Europe's D-generation

In Hungary Paola Totaro surveys the pits of an "unending nightmare" enveloping Europe.

By Paola Totaro Europe Correspondent

Peter Pataky looks trapped in a suit; his collar a little too tight, the tie knotted carefully but slightly skew-whiff. The union boss has just an hour to spare before he must dash next door to welcome his Prime Minister, Ferenc Gyurcsany, and host an international women's day celebration for 200 elderly female members.

Seated at an enormous table inside the Hungarian trade union headquarters - a squat, concrete monument to socialism sitting cheek by jowl with the elegant 19th century villas and embassies on Budapest's Varosligeti avenue - Pataky is eloquent and candid. "In Hungary we have this great ability to talk a lot but not to listen."

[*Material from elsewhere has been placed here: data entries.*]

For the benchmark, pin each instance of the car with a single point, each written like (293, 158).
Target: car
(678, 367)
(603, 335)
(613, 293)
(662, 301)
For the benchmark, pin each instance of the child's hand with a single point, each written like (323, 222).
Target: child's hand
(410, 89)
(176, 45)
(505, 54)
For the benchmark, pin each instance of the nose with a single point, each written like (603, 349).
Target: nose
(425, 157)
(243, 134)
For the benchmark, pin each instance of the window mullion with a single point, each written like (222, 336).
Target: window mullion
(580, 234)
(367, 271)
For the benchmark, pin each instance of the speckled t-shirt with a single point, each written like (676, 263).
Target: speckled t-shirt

Daily struggles...a family at Kerepes, a Roma area just outside Budapest. Across eastern Europe food prices are skyrocketing and unemployment has soared.

Daily struggles...a family at Kerepes, a Roma area just outside Budapest. Across eastern Europe food prices are skyrocketing and unemployment has soared.Credit: Penny Bradfield

Finnish and Swedish colleagues, he said, had told him their societies accommodated social reform with economic need because "we talk to each other".

"The Government, the employers, the trade unions we have differences, of course. But we have to look also for common ground … in these times we must find common ground, but so many are building on confrontation."

Pataky may just as well be describing the whirlwind gaining force inside the European Union and threatening to blow it and its single currency apart. In the middle of last year much of Europe believed it had escaped the worst. Now it has been dubbed the unending nightmare, and hardly a day passes without more bad news.

Corporate bankruptcies are up 11 per cent, unemployment reached 7.6 per cent in January, and output across Eurozone countries is expected to drop more than 2 per cent this year. In eastern Europe food prices are skyrocketing - up 2.7 per cent in January, an annualised inflation rate of more than 32 per cent.

Australia relies on natural resources, not manufacturing, and is bound with the economies and fortunes of big customers, particularly China. Australia has yet to feel the pain inflicted on Europe, but if the big buyers pull back too far, what is happening in Europe could reach Australia's shores within the year.

While Britain and the US wrestle to prop up ailing or bust banks, the Continent is finally waking up to a new possibility that the scale of wholesale corporate bankruptcies may be superseded by entire nations going bust.

Indeed Hungary's Gyurcsany - a gangly, bespectacled man with the boyish air of a conscientious student - turned up the volume last week, warning Brussels that without concerted help and a huge International Monetary Fund bail-out, a "new iron curtain" would stretch across Europe.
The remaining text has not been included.